In short, this is done by the testing centre storing your test result, linked to a machine-readable code, on a server of the RKI designated for this purpose. The code is your pseudonym; no further personal information is required to display the test result in the app. However, you can personalise the display of the test result by entering your name, first name and date of birth.
The code is formed from the scheduled time of the test and a random number. The code is formed by combining the aforementioned data in such a way that it is no longer possible to calculate back the data from the code.

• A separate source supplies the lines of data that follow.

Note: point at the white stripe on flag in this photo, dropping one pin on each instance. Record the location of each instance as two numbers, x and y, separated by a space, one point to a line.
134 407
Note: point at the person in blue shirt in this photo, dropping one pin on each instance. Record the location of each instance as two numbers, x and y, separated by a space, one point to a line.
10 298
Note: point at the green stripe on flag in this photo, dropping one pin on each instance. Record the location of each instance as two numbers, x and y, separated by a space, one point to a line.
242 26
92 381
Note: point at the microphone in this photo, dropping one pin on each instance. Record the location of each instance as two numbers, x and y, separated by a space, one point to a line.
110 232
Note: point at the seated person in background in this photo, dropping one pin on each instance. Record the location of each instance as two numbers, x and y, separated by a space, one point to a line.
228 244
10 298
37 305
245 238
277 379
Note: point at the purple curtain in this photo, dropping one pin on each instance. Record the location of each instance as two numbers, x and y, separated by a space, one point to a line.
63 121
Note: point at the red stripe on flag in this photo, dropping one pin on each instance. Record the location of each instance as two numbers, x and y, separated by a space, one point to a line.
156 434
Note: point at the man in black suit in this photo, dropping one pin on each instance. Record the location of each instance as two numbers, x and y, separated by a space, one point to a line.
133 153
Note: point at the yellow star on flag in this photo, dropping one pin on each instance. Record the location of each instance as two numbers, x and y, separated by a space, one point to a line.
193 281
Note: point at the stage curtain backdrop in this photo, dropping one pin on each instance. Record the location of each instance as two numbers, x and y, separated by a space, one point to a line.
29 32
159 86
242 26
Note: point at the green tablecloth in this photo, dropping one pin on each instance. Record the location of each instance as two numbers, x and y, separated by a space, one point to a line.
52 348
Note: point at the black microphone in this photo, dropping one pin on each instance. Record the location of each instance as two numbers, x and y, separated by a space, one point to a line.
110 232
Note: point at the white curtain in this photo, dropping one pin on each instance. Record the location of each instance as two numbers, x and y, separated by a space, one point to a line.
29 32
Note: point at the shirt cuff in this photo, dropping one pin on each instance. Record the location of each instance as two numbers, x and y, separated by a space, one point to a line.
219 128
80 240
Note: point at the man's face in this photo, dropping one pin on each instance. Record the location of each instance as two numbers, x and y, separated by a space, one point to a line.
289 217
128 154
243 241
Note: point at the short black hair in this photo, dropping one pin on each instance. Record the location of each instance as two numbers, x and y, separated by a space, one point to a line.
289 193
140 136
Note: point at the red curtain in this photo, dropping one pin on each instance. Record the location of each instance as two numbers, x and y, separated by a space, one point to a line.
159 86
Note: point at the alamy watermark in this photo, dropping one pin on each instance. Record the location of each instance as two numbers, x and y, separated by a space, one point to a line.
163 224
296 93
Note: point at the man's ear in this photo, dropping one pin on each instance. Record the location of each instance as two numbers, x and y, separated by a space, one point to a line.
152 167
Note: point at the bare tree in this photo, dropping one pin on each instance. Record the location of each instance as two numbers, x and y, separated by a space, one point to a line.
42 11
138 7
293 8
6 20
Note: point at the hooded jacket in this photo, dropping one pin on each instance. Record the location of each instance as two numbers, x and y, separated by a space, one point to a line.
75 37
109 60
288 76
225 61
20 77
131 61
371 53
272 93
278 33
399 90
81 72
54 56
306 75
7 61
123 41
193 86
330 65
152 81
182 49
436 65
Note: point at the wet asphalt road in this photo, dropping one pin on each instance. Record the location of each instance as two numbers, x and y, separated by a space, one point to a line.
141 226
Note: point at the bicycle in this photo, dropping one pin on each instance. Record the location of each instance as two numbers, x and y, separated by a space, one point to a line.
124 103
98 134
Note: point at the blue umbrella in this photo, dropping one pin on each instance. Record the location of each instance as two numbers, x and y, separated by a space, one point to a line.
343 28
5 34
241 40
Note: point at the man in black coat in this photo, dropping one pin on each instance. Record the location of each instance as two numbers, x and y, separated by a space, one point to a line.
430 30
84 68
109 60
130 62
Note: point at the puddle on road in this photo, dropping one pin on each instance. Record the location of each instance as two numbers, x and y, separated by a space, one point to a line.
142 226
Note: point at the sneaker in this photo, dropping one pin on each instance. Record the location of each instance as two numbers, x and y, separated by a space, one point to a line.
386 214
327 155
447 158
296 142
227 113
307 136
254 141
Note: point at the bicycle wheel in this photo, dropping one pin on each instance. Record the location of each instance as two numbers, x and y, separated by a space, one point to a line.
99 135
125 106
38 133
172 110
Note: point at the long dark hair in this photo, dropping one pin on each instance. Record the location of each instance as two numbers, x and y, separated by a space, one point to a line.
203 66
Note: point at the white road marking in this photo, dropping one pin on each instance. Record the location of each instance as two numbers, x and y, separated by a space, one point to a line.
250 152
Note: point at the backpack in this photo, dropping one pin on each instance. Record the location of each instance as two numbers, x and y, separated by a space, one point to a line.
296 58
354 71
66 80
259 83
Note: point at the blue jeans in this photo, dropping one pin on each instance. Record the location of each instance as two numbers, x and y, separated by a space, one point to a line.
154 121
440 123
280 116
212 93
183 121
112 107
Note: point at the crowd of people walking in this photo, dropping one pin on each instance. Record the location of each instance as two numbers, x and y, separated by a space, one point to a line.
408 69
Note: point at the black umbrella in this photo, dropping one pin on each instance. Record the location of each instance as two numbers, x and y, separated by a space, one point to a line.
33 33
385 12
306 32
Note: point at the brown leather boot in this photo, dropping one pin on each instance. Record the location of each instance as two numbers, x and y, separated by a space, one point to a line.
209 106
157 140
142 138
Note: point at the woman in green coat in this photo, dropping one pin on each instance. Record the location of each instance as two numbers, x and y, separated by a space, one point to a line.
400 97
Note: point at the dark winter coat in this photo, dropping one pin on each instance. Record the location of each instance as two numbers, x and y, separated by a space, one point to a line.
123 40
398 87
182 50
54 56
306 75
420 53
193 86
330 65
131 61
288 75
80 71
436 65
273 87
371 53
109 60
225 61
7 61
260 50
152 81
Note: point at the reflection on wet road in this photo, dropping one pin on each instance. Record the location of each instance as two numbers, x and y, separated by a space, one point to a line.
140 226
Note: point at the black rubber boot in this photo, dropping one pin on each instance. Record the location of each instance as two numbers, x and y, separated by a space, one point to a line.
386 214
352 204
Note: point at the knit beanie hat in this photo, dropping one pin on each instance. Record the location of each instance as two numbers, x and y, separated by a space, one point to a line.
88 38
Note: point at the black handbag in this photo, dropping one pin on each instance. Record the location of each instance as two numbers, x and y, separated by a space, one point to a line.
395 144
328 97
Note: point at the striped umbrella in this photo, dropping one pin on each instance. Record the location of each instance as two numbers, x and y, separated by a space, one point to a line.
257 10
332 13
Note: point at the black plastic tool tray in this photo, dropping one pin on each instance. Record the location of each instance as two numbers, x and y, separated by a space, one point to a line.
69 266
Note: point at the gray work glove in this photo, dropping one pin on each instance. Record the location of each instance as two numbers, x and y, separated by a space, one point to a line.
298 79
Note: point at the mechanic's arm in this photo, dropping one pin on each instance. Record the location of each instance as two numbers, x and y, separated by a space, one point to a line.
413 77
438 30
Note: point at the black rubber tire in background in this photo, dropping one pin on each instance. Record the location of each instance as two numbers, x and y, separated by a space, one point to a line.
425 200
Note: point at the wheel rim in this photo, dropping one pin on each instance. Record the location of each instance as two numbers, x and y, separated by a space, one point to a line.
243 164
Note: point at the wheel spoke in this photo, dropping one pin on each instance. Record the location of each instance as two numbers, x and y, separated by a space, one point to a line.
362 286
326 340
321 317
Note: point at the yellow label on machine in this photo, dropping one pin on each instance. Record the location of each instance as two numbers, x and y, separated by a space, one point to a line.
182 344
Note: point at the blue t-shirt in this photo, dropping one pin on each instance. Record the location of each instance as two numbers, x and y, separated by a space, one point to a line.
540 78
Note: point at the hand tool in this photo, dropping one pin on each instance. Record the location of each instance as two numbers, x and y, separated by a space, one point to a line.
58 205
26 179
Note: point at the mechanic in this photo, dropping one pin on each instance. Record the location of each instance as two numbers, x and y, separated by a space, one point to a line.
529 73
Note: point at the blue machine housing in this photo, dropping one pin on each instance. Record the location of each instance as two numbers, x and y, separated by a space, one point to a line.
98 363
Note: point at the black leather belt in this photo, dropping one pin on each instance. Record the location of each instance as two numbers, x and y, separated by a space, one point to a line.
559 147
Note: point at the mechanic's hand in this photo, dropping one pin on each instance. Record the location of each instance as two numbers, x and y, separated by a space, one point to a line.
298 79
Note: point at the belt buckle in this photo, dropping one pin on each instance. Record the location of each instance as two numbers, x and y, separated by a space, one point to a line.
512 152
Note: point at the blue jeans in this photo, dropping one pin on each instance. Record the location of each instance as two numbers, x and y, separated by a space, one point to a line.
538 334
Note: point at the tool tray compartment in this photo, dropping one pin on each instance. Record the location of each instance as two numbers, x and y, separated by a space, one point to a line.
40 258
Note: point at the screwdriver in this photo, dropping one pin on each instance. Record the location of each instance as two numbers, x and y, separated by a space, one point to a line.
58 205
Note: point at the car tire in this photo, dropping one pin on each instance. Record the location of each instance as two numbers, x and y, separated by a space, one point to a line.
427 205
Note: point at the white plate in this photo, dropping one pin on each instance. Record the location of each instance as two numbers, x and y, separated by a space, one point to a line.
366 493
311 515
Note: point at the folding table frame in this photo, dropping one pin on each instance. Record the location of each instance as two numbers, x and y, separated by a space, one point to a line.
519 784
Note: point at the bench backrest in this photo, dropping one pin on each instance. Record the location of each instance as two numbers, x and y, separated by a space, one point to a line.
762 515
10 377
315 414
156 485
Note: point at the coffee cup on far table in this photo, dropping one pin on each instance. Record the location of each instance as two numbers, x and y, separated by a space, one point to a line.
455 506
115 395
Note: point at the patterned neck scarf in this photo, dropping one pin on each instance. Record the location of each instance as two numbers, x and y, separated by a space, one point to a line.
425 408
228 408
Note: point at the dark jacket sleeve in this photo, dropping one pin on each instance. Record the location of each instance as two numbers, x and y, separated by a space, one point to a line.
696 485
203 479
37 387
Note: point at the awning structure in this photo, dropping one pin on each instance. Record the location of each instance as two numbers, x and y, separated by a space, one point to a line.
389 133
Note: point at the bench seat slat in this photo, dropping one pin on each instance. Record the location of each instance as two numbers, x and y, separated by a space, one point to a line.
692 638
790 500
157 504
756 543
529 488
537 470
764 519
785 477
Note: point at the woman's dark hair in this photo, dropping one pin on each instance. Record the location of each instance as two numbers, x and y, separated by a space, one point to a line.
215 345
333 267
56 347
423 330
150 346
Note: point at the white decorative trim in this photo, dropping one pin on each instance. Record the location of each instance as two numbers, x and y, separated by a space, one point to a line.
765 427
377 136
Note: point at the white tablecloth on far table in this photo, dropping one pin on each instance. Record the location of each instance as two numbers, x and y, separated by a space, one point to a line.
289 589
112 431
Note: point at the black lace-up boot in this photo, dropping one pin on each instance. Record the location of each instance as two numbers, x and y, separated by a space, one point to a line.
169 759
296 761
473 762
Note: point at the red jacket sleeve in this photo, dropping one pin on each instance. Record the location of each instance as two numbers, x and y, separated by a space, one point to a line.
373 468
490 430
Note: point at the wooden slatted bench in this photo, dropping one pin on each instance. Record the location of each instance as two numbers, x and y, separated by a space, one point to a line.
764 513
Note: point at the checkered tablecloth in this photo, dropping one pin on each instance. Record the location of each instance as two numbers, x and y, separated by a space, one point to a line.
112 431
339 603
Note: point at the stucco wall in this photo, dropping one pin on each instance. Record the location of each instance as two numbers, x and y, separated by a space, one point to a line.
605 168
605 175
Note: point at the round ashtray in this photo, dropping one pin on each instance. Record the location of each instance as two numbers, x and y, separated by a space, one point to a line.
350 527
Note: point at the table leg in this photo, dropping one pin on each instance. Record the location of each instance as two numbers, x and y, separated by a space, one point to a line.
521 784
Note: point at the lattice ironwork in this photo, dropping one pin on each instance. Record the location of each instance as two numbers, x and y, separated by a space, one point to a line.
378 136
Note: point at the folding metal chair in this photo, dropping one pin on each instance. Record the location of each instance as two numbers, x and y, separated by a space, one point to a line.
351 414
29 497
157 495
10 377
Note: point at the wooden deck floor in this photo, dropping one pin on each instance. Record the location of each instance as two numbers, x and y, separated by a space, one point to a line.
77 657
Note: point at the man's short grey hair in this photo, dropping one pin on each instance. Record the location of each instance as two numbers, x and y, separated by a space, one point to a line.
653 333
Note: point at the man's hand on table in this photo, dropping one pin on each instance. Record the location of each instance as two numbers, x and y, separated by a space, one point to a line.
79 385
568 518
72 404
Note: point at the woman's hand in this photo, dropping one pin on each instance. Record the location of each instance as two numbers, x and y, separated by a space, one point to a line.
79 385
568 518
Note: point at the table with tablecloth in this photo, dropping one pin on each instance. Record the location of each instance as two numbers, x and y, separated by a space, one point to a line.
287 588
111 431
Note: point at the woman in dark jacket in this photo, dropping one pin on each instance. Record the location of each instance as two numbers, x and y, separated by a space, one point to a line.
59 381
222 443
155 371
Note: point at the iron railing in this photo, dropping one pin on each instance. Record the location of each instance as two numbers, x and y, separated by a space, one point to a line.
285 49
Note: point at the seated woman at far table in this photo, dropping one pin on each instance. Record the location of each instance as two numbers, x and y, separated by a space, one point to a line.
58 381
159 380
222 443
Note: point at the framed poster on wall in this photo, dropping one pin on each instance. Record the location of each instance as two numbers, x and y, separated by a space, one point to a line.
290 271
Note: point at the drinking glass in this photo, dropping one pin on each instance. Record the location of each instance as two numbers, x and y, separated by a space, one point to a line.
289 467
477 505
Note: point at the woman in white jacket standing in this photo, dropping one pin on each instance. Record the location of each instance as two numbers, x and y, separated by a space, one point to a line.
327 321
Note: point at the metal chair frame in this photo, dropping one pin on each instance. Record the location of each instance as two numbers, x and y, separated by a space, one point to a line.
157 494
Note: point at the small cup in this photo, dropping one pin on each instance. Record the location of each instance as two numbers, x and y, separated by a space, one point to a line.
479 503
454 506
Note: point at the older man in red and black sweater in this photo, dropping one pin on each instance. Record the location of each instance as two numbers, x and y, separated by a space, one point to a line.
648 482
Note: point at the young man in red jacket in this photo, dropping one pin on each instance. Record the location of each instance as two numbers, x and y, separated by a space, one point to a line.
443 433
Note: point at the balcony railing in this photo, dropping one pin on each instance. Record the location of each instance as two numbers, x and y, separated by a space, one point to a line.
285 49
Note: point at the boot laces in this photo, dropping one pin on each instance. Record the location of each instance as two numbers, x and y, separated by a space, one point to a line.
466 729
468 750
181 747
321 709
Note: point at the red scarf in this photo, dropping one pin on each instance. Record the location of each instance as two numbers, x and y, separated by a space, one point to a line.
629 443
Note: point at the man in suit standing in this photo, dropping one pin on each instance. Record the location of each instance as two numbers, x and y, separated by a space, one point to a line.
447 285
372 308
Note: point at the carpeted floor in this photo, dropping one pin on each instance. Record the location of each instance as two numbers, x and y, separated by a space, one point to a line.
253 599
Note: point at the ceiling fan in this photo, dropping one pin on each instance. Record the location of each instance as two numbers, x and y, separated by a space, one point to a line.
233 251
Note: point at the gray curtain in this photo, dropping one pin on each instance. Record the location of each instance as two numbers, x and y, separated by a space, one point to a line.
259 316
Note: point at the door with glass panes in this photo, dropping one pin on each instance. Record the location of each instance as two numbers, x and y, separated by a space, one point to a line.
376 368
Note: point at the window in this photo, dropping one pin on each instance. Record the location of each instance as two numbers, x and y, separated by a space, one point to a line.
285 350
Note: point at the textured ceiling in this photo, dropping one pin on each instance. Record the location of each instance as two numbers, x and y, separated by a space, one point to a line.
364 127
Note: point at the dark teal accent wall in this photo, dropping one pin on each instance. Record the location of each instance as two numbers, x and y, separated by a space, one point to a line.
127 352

You will receive a copy of the code in the form of a QR code that can be read into the app using the camera function of your smartphone. Alternatively, you can also receive the pseudonymous code as an internet link ("App Link"), which can be opened and processed by the app. This is the only way to link the test result with your app. With your consent, you can then retrieve your test result using the app. Your test result is automatically deleted from the server after 21 days. If you agree to the transmission of your pseudonymous test result by means of the code to the app infrastructure for the purpose of test retrieval, please confirm this to the staff of the testing centre. You can revoke your consent at any time with effect for the future. Please note, however, that due to the existing pseudonymisation, an assignment to your person cannot take place and therefore a deletion of your data will only take place automatically after the 21-day storage period has expired. You can also find details on this in the "Data protection information" of the Corona warning app of the RKI.
*If you are under 16 years of age, please discuss the use of the app with your parents or legal guardian.
Support regarding the booking of appointments is handled via our ticketing service provider ticket.io, with whom we have entered into a contract for order processing.
When establishing contact (e.g. via the contact form or email), personal data is collected. The types of data collected when using the contact form can be seen in the corresponding contact form. This data is stored and used exclusively for the purpose of answering your enquiry or for establishing contact as well as the associated technical administration. The legal basis for processing the data is our legitimate interest in answering your enquiry in accordance with Art. 6 (1f) GDPR. Your data is deleted after your enquiry has been conclusively resolved. This is the case when the circumstances indicate that the relevant subject matter has been fully clarified and where no statutory retention periods preclude deletion. Ticket.io uses the technical service provider ZOHO DESK for customer support: https://desk.zoho.eu/portal/tiosupport/de/home .
The data processed by cookies, necessary for the proper functioning of the website, is required to maintain our legitimate interest and the interests of third parties in accordance with Art. 6 (1f) GDPR.
Insofar as this has not been previously mentioned, as a rule personal data is not shared with third parties. However, we may avail ourselves of service providers – such as the processors already mentioned. As a result, it may be the case that a service provider obtains knowledge of personal data.
We only process data in the European Union.
You have the right to receive information about the personal data we process with respect to your personal identity. Moreover, you have the right to demand the rectification or erasure of the data or the restriction of processing, provided you are entitled to these rights by law.
Furthermore, you have a right to object to processing in accordance with statutory provisions. The same applies to the right to data portability.
In particular, you have a right to object in accordance with Art. 21 (1) and (2) GDPR to the processing of your data if this occurs on the basis of a balance of interests.
Lastly, you have the right to lodge a complaint with a supervisory authority responsible for data protection.